An increase in breathing rate and volume contribute to ‘over-breathing’. Over breathing results in lower levels of arterial CO2 as the body exhales excessive amounts.

Therefore if the average person over breathes, and over breathing reduces CO2 levels in the system, it follows that the average person is exposing their system to lower levels of CO2 than they should according to diagnostic norms (according to the Bohr Effect, arterial CO2 levels should ideally be 40mmHg or above – a level I have found clinically via use of capnometry to measure CO2 levels to rarely ever be the case). In other words, the average person does not allow their breathing to adequately play it’s role in the body of energy production and maintenance of homeostasis and health. In essence, the average person underperforms in terms of breathing by up to 50%. And, except for our heart beating, breathing is the one bodily function that we perform more than any other.

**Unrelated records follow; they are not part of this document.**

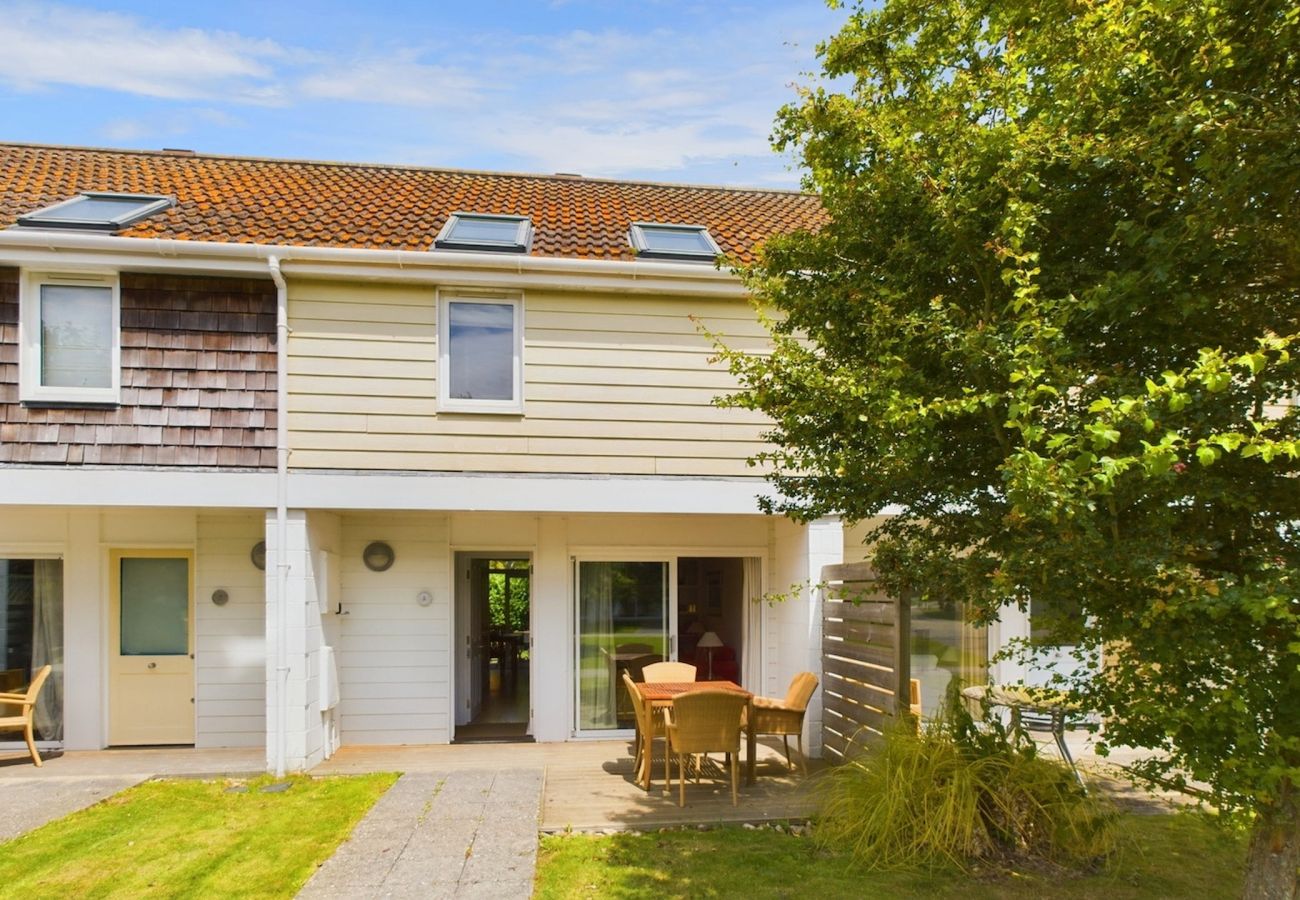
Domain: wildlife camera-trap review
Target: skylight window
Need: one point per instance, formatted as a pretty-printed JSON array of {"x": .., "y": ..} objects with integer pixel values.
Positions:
[
  {"x": 681, "y": 242},
  {"x": 98, "y": 212},
  {"x": 468, "y": 230}
]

Perhaps it also follows that higher levels of CO2 in general could help prevent cardiac arrests as much as they assist in recovery post a cardiac arrest. After all, as stated by Dr Eastwood, high CO2 levels have anti-inflammatory, antioxidant and anti-convulsive properties. Plus CO2 in the blood stream is a natural vasodilator, thus helping it increase blood flow to the brain (and all other parts of the body) and helps relieve pressure on constricted blood vessels.

Therefore training a person to breathe as they should according to diagnostic norms; i.e. having higher levels of CO2, or reversing their over breathing, would act as a wonderful preventative to heart disease and many other inflammatory ailments. And would be fantastic for exploring higher or optimal levels of health and performance.

I have found clinically, this can be achieved via 4-5 one hour bio-feedback driven sessions of breathing retraining and regular practice of 10-20 minutes daily from the person themselves. Once learned, they have obtained a life or ‘living’ skill that is free. And prevention has always been the best first aid.

Given considerable amounts are invested into research of how to treat or improve recovery post chronic ailments such as heart disease ($183,000 to Dr Eastwood and the Austin hospital in this case – which is great), it would also be great if some attention (even money) was paid to optimising living skills such as breathing (or nutrition, stabilization etc.).